Galen Strawson in the New York Times:
You arrive at a bakery. It’s the evening of a national holiday. You want to buy a cake with your last 10 dollars to round off the preparations you’ve already made. There’s only one thing left in the store — a 10-dollar cake.
On the steps of the store, someone is shaking an Oxfam tin. You stop, and it seems quite clear to you — it surely is quite clear to you — that it is entirely up to you what you do next. You are — it seems — truly, radically, ultimately free to choose what to do, in such a way that you will be ultimately morally responsible for whatever you do choose. Fact: you can put the money in the tin, or you can go in and buy the cake. You’re not only completely, radically free to choose in this situation. You’re not free not to choose (that’s how it feels). You’re “condemned to freedom,” in Jean-Paul Sartre’s phrase. You’re fully and explicitly conscious of what the options are and you can’t escape that consciousness. You can’t somehow slip out of it.

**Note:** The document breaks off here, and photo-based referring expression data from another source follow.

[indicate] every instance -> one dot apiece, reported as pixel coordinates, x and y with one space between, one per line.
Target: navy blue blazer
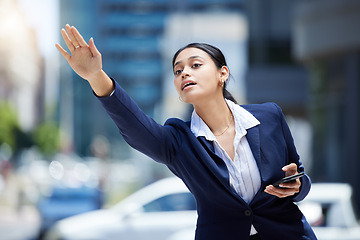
222 213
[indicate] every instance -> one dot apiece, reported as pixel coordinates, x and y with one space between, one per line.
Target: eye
196 65
177 72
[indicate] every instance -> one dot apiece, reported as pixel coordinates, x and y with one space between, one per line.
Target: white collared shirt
244 173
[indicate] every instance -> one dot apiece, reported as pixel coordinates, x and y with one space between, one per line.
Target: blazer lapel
253 138
217 166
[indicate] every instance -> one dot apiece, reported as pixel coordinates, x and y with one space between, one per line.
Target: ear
224 73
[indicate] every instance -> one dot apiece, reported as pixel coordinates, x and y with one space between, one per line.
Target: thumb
291 168
94 51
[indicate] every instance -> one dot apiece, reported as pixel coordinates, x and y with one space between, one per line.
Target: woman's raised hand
85 60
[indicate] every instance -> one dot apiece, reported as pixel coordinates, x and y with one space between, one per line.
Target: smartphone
288 179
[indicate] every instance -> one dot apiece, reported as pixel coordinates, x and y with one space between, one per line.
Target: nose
185 73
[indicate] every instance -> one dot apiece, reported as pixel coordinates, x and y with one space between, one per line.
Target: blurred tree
46 137
8 125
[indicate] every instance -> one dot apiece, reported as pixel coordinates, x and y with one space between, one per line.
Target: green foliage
8 125
46 137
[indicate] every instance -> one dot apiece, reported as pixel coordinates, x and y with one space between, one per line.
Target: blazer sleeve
139 130
294 158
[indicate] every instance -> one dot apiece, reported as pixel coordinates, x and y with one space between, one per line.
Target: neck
216 114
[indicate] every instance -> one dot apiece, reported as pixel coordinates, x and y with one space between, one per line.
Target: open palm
84 59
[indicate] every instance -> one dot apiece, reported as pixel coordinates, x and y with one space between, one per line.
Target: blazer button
247 213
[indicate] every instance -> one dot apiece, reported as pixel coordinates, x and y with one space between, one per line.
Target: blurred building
272 74
129 34
21 65
327 40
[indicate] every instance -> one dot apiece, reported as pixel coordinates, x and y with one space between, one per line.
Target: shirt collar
243 120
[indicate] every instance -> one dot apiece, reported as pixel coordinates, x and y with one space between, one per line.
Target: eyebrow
192 57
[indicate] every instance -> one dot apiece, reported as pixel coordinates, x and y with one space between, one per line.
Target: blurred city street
62 156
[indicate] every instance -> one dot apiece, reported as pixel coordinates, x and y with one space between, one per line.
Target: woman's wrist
101 84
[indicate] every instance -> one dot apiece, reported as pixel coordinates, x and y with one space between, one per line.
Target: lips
187 83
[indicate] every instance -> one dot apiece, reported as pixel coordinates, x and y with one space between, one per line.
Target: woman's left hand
286 189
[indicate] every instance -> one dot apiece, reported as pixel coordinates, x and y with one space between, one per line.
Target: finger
71 36
280 192
63 52
78 37
93 49
290 169
67 40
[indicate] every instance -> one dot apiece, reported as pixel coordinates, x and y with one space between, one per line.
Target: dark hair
216 55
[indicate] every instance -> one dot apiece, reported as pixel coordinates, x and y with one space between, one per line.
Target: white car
329 209
165 210
155 212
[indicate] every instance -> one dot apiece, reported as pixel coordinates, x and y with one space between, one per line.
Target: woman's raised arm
85 60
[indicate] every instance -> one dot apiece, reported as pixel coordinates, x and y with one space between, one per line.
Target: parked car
64 202
330 211
165 210
155 212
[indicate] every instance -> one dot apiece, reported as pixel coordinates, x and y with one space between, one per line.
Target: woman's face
196 76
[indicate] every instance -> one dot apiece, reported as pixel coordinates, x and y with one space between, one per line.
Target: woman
227 155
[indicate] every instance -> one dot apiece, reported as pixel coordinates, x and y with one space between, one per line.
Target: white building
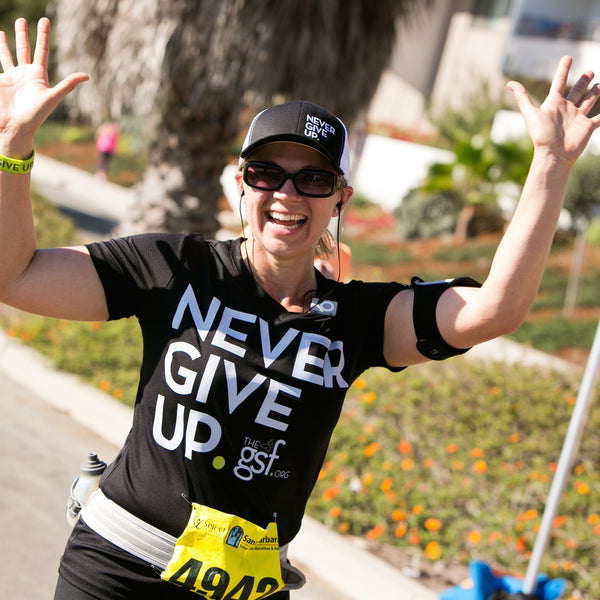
449 50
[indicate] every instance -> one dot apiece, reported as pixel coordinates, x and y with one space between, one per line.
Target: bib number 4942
216 583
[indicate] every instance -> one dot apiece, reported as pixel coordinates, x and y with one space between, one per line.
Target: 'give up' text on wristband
13 165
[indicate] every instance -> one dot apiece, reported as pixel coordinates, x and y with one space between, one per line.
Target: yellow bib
223 557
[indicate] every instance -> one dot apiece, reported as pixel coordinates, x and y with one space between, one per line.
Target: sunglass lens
315 183
264 177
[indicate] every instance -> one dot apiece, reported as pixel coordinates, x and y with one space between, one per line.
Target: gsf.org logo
259 459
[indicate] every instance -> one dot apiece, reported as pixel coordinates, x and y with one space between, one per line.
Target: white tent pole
565 462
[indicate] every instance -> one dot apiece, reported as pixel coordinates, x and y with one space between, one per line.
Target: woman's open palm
26 98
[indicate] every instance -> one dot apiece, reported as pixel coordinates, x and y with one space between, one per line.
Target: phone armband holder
427 293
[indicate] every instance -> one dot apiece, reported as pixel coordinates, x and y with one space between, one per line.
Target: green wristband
13 165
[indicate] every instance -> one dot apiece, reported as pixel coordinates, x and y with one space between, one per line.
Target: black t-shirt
238 397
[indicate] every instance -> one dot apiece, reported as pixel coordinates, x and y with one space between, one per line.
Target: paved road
40 453
41 449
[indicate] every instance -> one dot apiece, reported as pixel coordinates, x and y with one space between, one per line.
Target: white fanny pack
149 543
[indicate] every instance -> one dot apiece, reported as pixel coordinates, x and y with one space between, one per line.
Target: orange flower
594 519
386 484
405 447
480 466
529 515
372 448
474 536
433 551
414 537
401 529
398 515
374 533
521 544
330 493
432 524
340 477
407 464
494 536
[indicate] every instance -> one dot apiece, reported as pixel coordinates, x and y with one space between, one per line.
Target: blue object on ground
482 583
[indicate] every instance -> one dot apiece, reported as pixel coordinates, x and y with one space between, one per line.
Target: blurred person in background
107 139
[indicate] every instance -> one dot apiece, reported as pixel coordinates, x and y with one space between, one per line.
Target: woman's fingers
559 81
22 42
6 60
42 43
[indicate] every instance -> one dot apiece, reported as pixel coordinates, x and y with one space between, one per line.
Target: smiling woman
248 350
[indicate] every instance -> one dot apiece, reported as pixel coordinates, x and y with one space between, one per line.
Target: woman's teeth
285 219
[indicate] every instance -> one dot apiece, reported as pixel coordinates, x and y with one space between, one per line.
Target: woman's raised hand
26 98
560 126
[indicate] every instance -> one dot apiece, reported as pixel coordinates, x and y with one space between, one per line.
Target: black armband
427 293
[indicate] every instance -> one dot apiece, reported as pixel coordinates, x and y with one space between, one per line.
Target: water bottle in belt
83 486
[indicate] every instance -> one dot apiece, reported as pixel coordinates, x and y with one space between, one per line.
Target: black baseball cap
303 123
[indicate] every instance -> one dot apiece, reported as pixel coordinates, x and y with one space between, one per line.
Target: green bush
455 461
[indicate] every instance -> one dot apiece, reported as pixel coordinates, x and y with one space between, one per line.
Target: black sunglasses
312 183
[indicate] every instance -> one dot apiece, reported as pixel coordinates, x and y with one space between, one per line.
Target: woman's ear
239 182
343 201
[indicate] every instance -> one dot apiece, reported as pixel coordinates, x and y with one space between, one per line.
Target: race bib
223 557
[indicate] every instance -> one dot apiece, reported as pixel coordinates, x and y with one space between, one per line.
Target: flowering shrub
456 460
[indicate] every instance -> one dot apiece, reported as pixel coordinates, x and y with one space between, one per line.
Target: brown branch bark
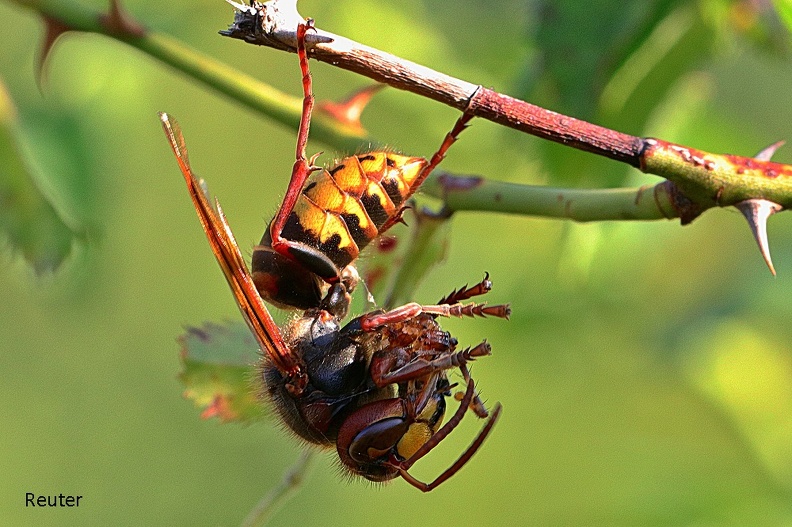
274 24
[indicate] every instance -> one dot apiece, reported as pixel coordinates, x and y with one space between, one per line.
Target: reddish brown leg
372 321
438 156
422 367
442 434
302 166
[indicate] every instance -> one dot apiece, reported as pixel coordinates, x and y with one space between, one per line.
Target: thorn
756 211
53 29
767 153
348 111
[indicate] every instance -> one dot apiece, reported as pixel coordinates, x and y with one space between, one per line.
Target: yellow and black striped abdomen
342 209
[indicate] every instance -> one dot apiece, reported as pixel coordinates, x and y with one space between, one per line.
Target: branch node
766 154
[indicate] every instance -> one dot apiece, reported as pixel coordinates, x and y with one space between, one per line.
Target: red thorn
757 211
53 29
119 22
767 153
348 112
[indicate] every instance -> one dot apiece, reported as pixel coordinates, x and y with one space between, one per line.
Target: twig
290 483
701 179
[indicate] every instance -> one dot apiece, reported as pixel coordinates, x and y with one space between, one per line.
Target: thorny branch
698 180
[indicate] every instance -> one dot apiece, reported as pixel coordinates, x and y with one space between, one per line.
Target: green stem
579 205
270 503
465 193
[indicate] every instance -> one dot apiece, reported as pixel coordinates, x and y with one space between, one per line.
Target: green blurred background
646 374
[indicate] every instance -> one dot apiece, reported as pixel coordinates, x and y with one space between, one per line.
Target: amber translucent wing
226 250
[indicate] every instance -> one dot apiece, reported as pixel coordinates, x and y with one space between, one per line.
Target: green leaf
27 215
784 8
220 371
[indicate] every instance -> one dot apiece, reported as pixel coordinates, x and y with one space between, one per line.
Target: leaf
27 216
220 371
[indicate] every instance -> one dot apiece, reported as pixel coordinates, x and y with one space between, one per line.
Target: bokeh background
646 374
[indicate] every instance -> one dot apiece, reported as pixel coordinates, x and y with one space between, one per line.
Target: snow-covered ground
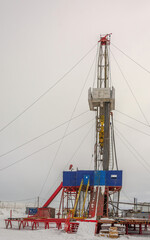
85 231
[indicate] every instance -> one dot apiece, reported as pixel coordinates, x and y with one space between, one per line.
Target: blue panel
99 178
32 211
69 178
114 178
81 174
86 179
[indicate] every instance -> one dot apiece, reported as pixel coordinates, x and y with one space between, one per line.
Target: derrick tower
102 101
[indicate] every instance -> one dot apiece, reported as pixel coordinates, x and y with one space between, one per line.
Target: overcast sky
40 41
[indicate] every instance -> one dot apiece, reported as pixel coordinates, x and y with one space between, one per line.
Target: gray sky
42 40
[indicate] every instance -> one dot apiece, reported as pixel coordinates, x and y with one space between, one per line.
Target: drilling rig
87 193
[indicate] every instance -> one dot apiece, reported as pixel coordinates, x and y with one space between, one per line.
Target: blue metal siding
86 179
114 178
81 174
32 211
99 178
69 179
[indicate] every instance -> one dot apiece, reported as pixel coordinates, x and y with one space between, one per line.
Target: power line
131 59
67 127
41 135
19 200
132 118
130 89
20 160
47 91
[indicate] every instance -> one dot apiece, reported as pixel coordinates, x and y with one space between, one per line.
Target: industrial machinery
86 194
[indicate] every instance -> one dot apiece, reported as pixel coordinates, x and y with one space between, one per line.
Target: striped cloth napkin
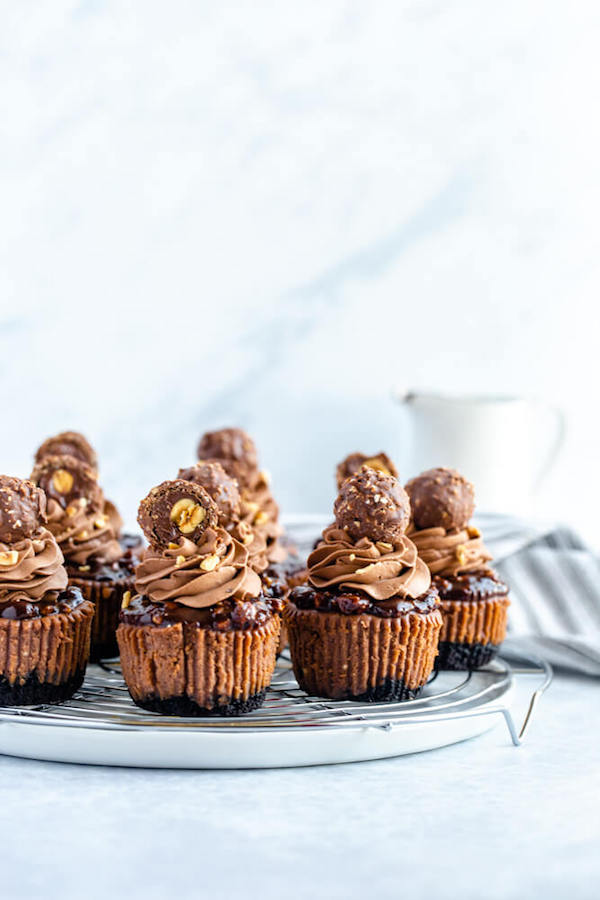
554 582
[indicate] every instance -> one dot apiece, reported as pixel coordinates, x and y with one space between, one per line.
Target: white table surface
480 819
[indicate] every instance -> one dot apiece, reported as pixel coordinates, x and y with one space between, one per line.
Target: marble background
270 213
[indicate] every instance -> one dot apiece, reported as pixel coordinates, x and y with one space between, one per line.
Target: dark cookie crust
373 505
176 509
223 489
185 706
354 462
68 443
441 498
22 509
464 657
67 479
34 692
389 689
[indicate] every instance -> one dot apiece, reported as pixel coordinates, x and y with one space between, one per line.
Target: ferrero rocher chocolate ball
235 450
22 509
441 498
373 505
66 479
355 461
223 489
68 443
174 510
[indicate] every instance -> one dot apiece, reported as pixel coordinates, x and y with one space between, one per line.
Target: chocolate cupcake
272 554
72 443
44 626
474 600
366 625
200 637
95 560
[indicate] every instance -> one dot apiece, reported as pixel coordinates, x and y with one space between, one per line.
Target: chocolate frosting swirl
201 575
378 568
82 535
450 552
31 567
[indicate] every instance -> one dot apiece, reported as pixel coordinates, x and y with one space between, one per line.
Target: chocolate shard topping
68 443
373 505
234 449
22 509
67 480
174 510
223 489
441 498
355 461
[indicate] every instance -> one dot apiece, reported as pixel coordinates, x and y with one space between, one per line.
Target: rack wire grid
103 702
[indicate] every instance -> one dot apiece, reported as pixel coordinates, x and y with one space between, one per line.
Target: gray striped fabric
554 582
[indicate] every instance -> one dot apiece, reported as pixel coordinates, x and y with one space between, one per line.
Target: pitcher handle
560 431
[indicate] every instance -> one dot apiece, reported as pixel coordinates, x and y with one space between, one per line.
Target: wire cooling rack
101 724
104 703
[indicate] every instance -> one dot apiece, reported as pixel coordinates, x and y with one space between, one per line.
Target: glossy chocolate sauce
53 602
471 586
353 603
99 571
228 615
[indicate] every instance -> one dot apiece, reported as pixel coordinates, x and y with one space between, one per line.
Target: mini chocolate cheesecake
366 625
474 601
95 560
44 626
200 636
228 469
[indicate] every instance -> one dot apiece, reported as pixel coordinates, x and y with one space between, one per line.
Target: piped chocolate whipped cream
73 443
31 563
442 503
205 564
366 549
75 511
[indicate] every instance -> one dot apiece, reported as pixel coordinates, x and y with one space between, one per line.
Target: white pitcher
504 445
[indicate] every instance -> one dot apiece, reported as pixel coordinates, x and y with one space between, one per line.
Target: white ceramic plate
101 725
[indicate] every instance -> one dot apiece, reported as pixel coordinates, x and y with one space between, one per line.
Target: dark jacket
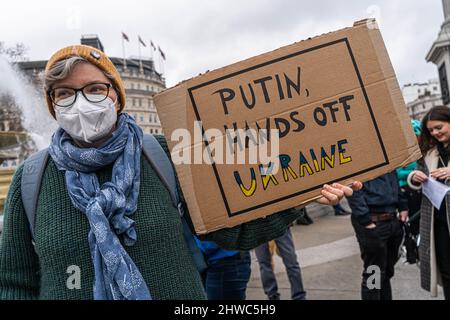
379 195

You may have heard of determinism, the theory that absolutely everything that happens is causally determined to happen exactly as it does by what has already gone before — right back to the beginning of the universe. You may also believe that determinism is true. (You may also know, contrary to popular opinion, that current science gives us no more reason to think that determinism is false than that determinism is true.) In that case, standing on the steps of the store, it may cross your mind that in five minutes’ time you’ll be able to look back on the situation you’re in now and say truly, of what you will by then have done, “Well, it was determined that I should do that.” But even if you do fervently believe this, it doesn’t seem to be able to touch your sense that you’re absolutely morally responsible for what you next.